Дядя Миша задышал, задышал. Я смотрел под ноги, смертельно боясь поднять глаза. Хашем вжался в стену и смотрел широко распахнутыми глазами на перешедшего грань жизни старика.
— Старость не радость. Поклон ей передавай. До свидания, мальчики.
Он удалялся потихоньку, едва волоча ноги, подшаркивая, согбенный, как тираннозавр, пустая холщовая сумка болталась у его коленей.
Хашем никогда ничего не боялся. Отсутствие страха придавало его характеру долю идиотизма, ибо только им можно было объяснить, например, причину того, что во время уличной драки, вдруг заполыхавшей ножами, мне пришлось возвращаться в тот проклятый двор, исходя криком: «Хашем! Хашем!», пришлось оттаскивать: «Они так ловко махались. Загляденье!»
Однажды, когда дядя Миша пропал за поворотом, Хашем понюхал воздух, оставшийся после старика. «Воняет лекарствами. Мышами. И нафтом».

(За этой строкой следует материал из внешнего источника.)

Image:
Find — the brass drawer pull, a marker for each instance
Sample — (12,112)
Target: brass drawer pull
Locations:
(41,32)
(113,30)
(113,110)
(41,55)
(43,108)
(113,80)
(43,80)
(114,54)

Бабушка Оля, мамина мать, жившая с нами, в своей борьбе против ревматизма не признавала нафталановые ванны. «Вся перемажешься с ног до головы, да пока выпаришь, сгоришь еще. А вони сколько!» — парировала она предложение дяди Миши, на парусиновом пиджаке которого над поясницей имелись два больших масляных подтека. Вместо того чтобы выпаривать на медленном огне мазут, бабушка ломала свечи и в кастрюльке растапливала парафин. Кисточкой ей служила тряпочка, примотанная ниткой к лучине. Прозрачный, как не бывает прозрачна вода, обладающая иным поверхностным натяжением, иной оптической плотностью, парафин ложился на белые рыхлые колени, обрамленные венозными прожилками, которые исчезали скоро под ровной мертвенной белизной. Я просил, и остатки терпимо горячего парафина она размазывала мне по локтю, с которого так интересно было снимать полупрозрачную корочку, мягко потягивающую за собой золотистые волоски, разглядывать ромбический узор пор… Кто не любовался золотящимися волосками на смуглой своей коже — в том возрасте, когда личное тело становится вдруг непривычно новым и удивляет сознание стремительностью преображения.